K. M. został zatrudniony u strony pozwanej, od 1 maja 2011 r., a jego wynagrodzenie, w okresie zatrudnienia powoda, kształtowało się w następujący sposób:

- od 1 stycznia 2012 r. do 30 kwietnia 2013 r. – wynagrodzenie zasadnicze 4.900,00 zł brutto; ryczałt za pracę w godzinach nadliczbowych w wymiarze do 30 godzin miesięcznie 1.500,00 zł,

- od 1 maja 2013 r. – wynagrodzenie zasadnicze 5.130,00 zł brutto; ryczałt za pracę w godzinach nadliczbowych w wymiarze do 30 godzin miesięcznie 1.500,00 zł.

Dowody:

- Umowa o pracę oraz aneks – karta 34-40,

- Zaświadczenie – karta 95

M. N. został zatrudniony u strony pozwanej od 1 października 2012 r., a jego wynagrodzenie, w okresie zatrudnienia powoda, kształtowało się w następujący sposób:

- od 1 października 2012 r. do 31 grudnia 2014 r. – wynagrodzenie zasadnicze 4.500,00 zł brutto; ryczałt za pracę w godzinach nadliczbowych w wymiarze do 30 godzin miesięcznie 1.500,00 zł.

Dowody:

- Zaświadczenie – karta 95

W. R. został zatrudniony u strony pozwanej od 1 października 2008 r., a jego wynagrodzenie, w okresie zatrudnienia powoda, kształtowało się w następujący sposób:

- od 1 października 2011 r. do 30 kwietnia 2013 r. – wynagrodzenie zasadnicze 7.500,00 zł brutto; ryczałt za pracę w godzinach nadliczbowych w wymiarze do 30 godzin miesięcznie 2.000,00 zł,

- od 1 maja 2013 r. – wynagrodzenie zasadnicze 7.840,00 zł brutto; ryczałt za pracę w godzinach nadliczbowych w wymiarze do 30 godzin miesięcznie 2.000,00 zł

Dowody:

- Zaświadczenie – karta 95

W oparciu o powyższe ustalenia faktyczne, Sąd zważył co następuje:

Powództwo nie zasługiwało na uwzględnienie.
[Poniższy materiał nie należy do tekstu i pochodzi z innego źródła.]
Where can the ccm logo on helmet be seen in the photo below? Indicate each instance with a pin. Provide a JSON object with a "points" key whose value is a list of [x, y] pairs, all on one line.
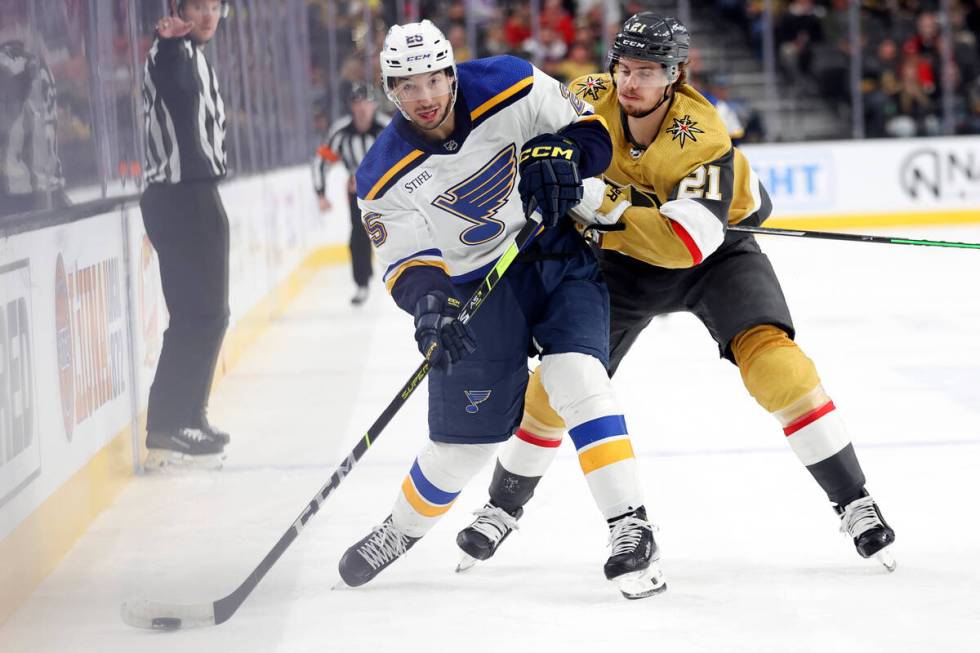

Podstawę prawną żądania powoda zawierają przepisy dotyczące naruszenia zasad równego traktowania w zatrudnieniu.

W myśl art. 18 3a § 1 k.p. pracownicy powinni być równo traktowani w zakresie nawiązania i rozwiązania stosunku pracy, warunków zatrudnienia, awansowania oraz dostępu do szkolenia w celu podnoszenia kwalifikacji zawodowych, w szczególności bez względu na płeć, wiek, niepełnosprawność, rasę, religię, narodowość, przekonania polityczne, przynależność związkową, pochodzenie etniczne, wyznanie, orientację seksualną, a także bez względu na zatrudnienie na czas określony lub nieokreślony albo w pełnym lub w niepełnym wymiarze czasu pracy. Równe traktowanie w zatrudnieniu oznacza niedyskryminowanie w jakikolwiek sposób, bezpośrednio lub pośrednio, z przyczyn określonych w § 1, zaś dyskryminowanie bezpośrednie istnieje wtedy, gdy pracownik z jednej lub z kilku przyczyn określonych w § 1 był, jest lub mógłby być traktowany w porównywalnej sytuacji mniej korzystnie niż inni pracownicy (art. 18 3a § 2 i 3 k.p.).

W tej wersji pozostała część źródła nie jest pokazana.